Le 3 septembre 1838, une œuvre dramatique de Berlioz, Benvenuto Cellini, écrite par lui sur un poème de Léon de Wailly et Auguste Barbier, affronta la scène de l’Opéra. Non seulement le public se montra fort hostile et siffla les meilleures choses, mais les exécutants eux-mêmes trahirent la confiance du musicien et parurent s’entendre pour massacrer la partition avec le zèle le plus répugnant. Benvenuto eut trois représentations. À la suite de cette catastrophe, la détresse la plus grande régnait au logis de Berlioz, marié avec Henriette Smithson (depuis 1833), et père d’un petit garçon. Ce fut alors que le célèbre Paganini lui envoya spontanément vingt mille francs. Le 24 novembre 1839, Berlioz fait exécuter au Conservatoire Roméo et Juliette, grande symphonie dramatique, l’un de ses œuvres les plus remplies de passion, sinon les plus achevées, et, sur la première page de la partition, il a écrit ces mots : à Nicolo Paganini.
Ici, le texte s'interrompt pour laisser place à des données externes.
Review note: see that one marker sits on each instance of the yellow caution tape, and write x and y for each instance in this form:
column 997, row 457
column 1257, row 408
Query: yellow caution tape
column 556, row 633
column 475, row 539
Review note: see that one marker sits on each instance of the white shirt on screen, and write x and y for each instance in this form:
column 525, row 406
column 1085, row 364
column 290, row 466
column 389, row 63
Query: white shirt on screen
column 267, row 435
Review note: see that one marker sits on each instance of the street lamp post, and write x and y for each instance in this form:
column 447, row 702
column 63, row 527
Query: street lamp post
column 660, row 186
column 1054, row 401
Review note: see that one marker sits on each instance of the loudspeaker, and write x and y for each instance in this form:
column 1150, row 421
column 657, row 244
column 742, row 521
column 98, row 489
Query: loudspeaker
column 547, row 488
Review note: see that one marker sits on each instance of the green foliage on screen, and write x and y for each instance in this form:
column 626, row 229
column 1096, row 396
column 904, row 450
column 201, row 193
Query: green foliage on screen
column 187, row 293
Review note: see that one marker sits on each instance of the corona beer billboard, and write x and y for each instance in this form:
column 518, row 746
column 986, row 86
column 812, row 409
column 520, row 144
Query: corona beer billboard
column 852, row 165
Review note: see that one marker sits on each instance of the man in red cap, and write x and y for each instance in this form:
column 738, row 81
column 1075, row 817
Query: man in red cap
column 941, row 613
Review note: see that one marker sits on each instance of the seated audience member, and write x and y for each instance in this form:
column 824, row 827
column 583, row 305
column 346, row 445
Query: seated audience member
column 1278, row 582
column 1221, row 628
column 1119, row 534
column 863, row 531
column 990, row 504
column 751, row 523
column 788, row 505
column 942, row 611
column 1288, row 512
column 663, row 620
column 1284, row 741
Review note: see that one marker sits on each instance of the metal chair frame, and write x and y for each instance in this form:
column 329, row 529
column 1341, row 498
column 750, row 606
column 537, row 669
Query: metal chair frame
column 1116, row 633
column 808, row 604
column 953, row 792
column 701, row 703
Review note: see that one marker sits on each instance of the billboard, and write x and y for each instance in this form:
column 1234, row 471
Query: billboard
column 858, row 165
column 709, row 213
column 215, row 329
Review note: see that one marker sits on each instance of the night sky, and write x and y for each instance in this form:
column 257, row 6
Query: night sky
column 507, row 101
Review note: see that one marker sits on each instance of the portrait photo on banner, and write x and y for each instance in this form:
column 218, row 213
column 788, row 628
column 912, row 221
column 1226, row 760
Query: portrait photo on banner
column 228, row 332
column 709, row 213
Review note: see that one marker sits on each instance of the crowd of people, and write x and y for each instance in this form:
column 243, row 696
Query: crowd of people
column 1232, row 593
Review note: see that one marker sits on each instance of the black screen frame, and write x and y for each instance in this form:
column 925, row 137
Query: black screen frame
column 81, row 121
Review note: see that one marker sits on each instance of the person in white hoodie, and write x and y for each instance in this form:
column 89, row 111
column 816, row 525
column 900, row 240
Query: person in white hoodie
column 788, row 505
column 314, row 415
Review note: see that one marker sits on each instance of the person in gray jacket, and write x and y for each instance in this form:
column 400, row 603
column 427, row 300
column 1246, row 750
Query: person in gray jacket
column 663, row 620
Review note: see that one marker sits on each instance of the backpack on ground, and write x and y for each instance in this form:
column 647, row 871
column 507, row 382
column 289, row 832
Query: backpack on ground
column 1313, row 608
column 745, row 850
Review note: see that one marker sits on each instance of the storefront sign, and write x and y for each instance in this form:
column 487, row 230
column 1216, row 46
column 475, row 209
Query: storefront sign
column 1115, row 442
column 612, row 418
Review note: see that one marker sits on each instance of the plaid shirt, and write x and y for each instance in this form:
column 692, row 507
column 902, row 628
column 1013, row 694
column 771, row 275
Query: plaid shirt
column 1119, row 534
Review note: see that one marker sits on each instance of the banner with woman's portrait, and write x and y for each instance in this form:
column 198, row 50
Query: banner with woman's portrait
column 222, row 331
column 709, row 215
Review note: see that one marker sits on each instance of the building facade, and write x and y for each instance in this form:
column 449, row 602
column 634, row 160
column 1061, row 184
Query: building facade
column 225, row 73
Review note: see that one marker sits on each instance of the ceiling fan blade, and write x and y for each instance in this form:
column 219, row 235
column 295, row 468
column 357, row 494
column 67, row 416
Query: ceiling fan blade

En 1840, à l’occasion de l’inauguration de la colonne de Juillet, Berlioz composa une Symphonie funèbre et triomphale, que lui avait commandée M. de Rémusat. À partir de cette date, il se met à voyager. Une première excursion musicale a Bruxelles pour objectif; en 1843, il va en Allemagne, donnant des concerts à Leipzig, Berlin, Stuttgart, Hambourg, Francfort, Weimar, etc.; en 1844, il organisa à l’Exposition un grand festival où fut donné son Hymne à la France (paroles d’A. Barbier); en 1845, il parcourt l’Autriche, la Bohême, la Hongrie; puis, reprenant son idée de l’année précédente, il organise un concert monstre au cirque des Champs Élysées; en 1847, il visite la Russie. En 1848, il dirige, à Londres, l’orchestre de Drury-Lane, puis retourne en Bohême; en 1851, il fait un nouveau séjour en Angleterre. Pendant ses tournées artistiques, Berlioz trouve des enthousiastes fervents et de vigoureux contradicteurs, mais, somme toute, les succès l’emportent de beaucoup sur les échecs.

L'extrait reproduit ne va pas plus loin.